For some reason, a little shiver went through me, as if Nadim had incanted a magic spell. The superstitious kid in me expected a puff of purple smoke and a dragon or a demon to appear. But there was only the disquieting wind, whipping over me in greater gusts, so that the golden fronds in the distance bent nearly double as if performing reluctant obeisance. We stood for a moment in silence, and then Bea dropped to her knees. Normally, I wasn’t the reverent type, but it seemed wrong not to do likewise.
“I don’t know what that means, exactly,” she whispered. “But I feel it. Zara?”
“Me too.” I wasn’t sure what was happening here, and it made me both wary and entranced. But there was something still in this world. A memory, maybe.
She bowed her head first. I followed suit. Then she astonished me by lifting her voice, doing exactly as the writing said. I was no singer, but I tried to follow, offering lower tones to harmonize with her gorgeous soprano. And her voice echoed, swelling in the crystals that remained in the shattered columns. Flickers of light pinged back and forth, trying to send a signal, trying and failing, but dear God, it was exquisite, with streaks of light trembling in the heart of stone. Something in the air changed—charged—and it raised all the hair on the back of my neck, like being trapped in a lightning storm. Even the scent of the breeze changed, that smell of electricity burning up the air.
When our voices fell quiet and the glow died, the silence stretched and stretched, paper thin, then a filament of spider-silk, broken at last by Nadim, in a lovely, shattered tone. “I have never seen this. This has never happened before.”
“Really?” I got to my feet and dusted off my knees.
“There have been no lights on Firstworld since . . .” In his silence I sensed uncertainty, a span of time so long that it was impossible to estimate without carbon dating, maybe. “I’ve heard stories. . . . The whole world used to shine, sparking one stone to another.

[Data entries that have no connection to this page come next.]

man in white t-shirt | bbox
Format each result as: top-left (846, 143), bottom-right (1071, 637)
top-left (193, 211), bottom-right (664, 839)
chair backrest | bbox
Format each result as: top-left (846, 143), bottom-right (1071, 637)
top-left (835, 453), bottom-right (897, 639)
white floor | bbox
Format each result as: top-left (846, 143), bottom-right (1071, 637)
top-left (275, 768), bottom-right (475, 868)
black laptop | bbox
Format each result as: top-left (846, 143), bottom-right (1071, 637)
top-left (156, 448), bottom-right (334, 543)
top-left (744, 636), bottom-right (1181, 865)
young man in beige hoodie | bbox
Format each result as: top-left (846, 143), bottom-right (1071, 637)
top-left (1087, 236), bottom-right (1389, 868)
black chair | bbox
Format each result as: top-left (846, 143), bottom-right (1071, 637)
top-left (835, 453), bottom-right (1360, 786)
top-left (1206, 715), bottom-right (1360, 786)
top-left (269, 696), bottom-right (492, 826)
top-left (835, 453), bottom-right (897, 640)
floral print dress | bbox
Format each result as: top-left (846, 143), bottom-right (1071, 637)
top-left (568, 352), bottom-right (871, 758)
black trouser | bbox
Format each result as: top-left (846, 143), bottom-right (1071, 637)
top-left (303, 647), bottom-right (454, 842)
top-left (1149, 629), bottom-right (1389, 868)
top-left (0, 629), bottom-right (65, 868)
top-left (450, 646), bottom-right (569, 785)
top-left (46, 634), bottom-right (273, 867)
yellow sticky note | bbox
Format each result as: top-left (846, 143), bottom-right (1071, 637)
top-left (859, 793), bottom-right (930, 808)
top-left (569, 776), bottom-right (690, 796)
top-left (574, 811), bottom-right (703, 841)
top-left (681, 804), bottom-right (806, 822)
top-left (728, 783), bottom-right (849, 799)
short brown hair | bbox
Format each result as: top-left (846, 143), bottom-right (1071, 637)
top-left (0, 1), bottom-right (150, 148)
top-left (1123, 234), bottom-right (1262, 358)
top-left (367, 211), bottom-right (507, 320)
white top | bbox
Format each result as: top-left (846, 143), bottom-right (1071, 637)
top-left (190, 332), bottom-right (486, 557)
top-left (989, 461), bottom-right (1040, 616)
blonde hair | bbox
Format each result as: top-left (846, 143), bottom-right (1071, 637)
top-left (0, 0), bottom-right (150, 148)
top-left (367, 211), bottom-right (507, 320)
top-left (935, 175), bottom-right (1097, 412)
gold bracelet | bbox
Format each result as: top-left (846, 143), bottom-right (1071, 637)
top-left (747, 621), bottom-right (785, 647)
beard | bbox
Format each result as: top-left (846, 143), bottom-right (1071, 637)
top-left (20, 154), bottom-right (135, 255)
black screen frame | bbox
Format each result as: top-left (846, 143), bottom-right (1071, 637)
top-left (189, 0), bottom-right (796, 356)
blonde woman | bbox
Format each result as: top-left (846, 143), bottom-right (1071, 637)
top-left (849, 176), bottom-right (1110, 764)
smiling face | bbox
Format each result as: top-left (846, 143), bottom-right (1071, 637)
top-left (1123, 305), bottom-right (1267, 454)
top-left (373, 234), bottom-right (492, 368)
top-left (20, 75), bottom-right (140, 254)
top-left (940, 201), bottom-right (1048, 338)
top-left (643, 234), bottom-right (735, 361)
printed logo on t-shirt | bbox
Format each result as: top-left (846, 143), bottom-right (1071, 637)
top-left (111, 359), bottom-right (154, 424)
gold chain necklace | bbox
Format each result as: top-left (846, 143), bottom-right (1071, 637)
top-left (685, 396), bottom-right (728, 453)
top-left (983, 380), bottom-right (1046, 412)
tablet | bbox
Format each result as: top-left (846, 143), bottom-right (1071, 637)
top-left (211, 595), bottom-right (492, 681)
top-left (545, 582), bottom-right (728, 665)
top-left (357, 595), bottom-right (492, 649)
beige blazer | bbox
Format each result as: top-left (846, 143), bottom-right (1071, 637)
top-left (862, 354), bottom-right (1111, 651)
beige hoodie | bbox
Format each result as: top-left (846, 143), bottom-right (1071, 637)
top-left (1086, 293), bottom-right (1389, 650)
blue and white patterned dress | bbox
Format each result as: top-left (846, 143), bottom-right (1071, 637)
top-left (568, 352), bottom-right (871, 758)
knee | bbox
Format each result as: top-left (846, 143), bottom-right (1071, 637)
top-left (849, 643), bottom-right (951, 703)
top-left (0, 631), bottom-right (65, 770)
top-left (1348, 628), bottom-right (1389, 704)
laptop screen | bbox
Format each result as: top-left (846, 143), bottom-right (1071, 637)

It was one reason why my people came here. For the songs.”
I nudged Bea. “You did this. How incredible are you?”
By her tone, I guessed she must be hot-cheeked beneath her mask. “I only did what they asked. Anybody could do it.”
But if the other Honors hadn’t brought Nadim along, they might not have had the translation. Even if they had read it, I had a hard time imagining hardcore science types singing to a bunch of ruined rock.
Their loss.
The light was dwindling by then, the violent colors fading to pastels that passed for night on Firstworld. Though we had climate control in our skinsuits, I had no desire to test out how good it was under extreme temperatures. Or to be out here in the dark. Now that the awe had faded, my paranoia was creeping back.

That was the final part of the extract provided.